South African executive (born 1977)

Jacobus "Cobus" Everhardus Kellermann (born c. 1977) is a South African Chartered Financial Analyst (CFA).

==Education==
Kellermann was educated at Linden Hoerskool (matriculated 1994) and Stellenbosch University, from which he graduated in 1997 with a Bachelor of Commerce degree with a major in Mathematical Statistics.

==Career==
Kellermann joined Investec Asset Management in 1998, where he was the unit trust portfolio manager of the Investec Value Fund. In 2001 he joined Ankh Analytic as chief executive officer. In 2004 he joined Optimal Fund Management as head of technical research. In 2009 Kellermann established Clarus Capital which runs seven unit trusts to the value of over R1.35 billion.

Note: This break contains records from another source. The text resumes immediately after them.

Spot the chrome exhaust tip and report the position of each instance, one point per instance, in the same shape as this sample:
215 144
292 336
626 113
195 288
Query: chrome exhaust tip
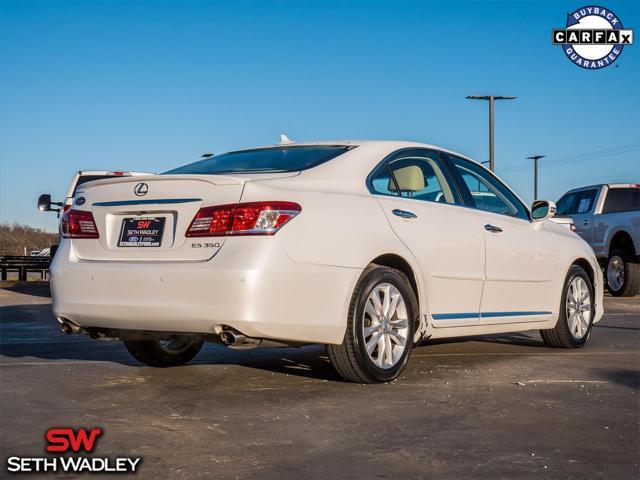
68 327
230 338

Kellerman also owns 50% of RDL Management in Mauritius, the investment management arm of Belvedere Management Limited. The other 50% is owned by David Cosgrove. RDL has $500m funds under management. According to filings with the Mauritius Financial Services Commission, Cosgrove is the director of the firm and Kellermann is the fund manager.

==Family and personal life==
Kellermann has an enthusiasm for classic cars and reportedly owns a number of Ferraris.